How Chinese Sellers Might Drive the Markets Down Further
Stock markets are plummeting, with Dow 20,000 just as likely as Dow 30,000.
Everyone knows that one culprit is higher interest rates — or, at least, detectable ones — after a decade of easy money. But there’s a source of easy money whose disappearance could create a feedback loop that pushes markets down further and endangers the “real” economy: China.
Until the past 15 years, China didn’t investment much in America. It didn’t have much money to invest.
In the year 2000, China sold $249 million worth of products to the rest of the world, according to the Congressional Research Service. Last year, it exported $2.3 trillion.
Despite President Trump’s promises to the contrary, America’s trade deficit with China hit a record high. That’s because, with a few high-profile exceptions, most of our economic recovery consists of doing what we’ve done for decades. Americans borrow money — smashing another record recently, with $1 trillion in credit-card debt — to buy imported goods.
Much of the money we’ve exported has come back in the form of investment in the past half-decade, pushing up our stock and bond prices and, most of all, real-estate prices.
Three Chinese companies — Anbang, Dalian Wanda and HNA — were responsible for much of the buying, snapping up everything from the Waldorf-Astoria hotel to the AMC Loews movie chain.
Just last month, a fourth Chinese company, Greenland USA, announced it would buy almost all of the apartment-and-office-space project that is supposed to be part of the Barclays Center development from Forest City Ratner, increasing its stake from 70 percent.
Greenland is behind the times. The bigger companies are now selling, not buying. Anbang, for example, only bought the Waldorf in 2015, for a record $2 billion, and now it may be for sale again.

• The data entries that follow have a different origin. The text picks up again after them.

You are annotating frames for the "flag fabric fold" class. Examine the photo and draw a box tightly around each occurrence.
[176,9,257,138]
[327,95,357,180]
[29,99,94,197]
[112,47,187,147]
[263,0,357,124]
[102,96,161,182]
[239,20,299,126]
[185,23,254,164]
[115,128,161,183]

As Bloomberg reported this month, Anbang has to figure out which of its high-priced trophy assets, from the Essex House hotel on Central Park South to the 717 Fifth Avenue office building, it wants to dump.
HNA, too, is selling, not buying, Reuters reports. In the United States, it needs to shed at least $4 billion, after just buying the 245 Park Ave. office building last year for $2.2 billion, another record. Wanda, too, is ending real-estate projects from Los Angeles to Chicago.
Trump’s own family is feeling this change. Last year, Anbang was about to put $400 million into the Kushner family’s office tower at 666 Fifth, but pulled out.
Why the abrupt shift? A big reason is debt: HNA, for one, borrowed so much that it can barely pay its interest costs. And remember, that’s while rates are still low.
Chinese companies increased their borrowing from $3 trillion a decade ago to nearly $20 trillion today, the Congressional Research Service says. What happens if rates rise significantly, making it harder to refinance that debt?
Why do Chinese companies owe so much, anyway? China, with those huge surpluses, is supposed to be lending the rest of the world money, not borrowing it.
All of which suggests a bubble mentality: These companies at first used their own money to inflate prices around the world. They then figured that if they borrowed, they could do even better.
Chinese companies were never the dominant players in US holdings — in 2016, according to the American Enterprise Institute, they invested about $54 billion, mostly in coastal real estate.
But their willingness to overpay made them an important player: Jared Kushner, then in charge of the company, likely overpaid for the 666 Fifth Tower a decade ago, at $1.8 billion, but the Chinese would have valued it at nearly $3 billion last year.
So if a Chinese company buys the office building down the street, it makes the one up the street seem more valuable, influencing other buyers.
Now, the whole world knows that HNA, Anbang and Wanda must sell, and fast. Anyone buying their properties is going to want them for less than the recent sale prices. And if such buyers depend, too, on debt, they’ll have less such debt to buy with if rates continue their climb.
Chinese buyers — as well as other foreign investors, like state-related entities in the Middle East — helped push prices higher on the way up. It stands to reason that they could help push prices lower on the way down.
And then, we’ll have an experiment: Can the economy grow even as asset prices that are supposed to reflect that economy go through what is delicately called a “correction”? Theoretically, yes, but history suggests otherwise.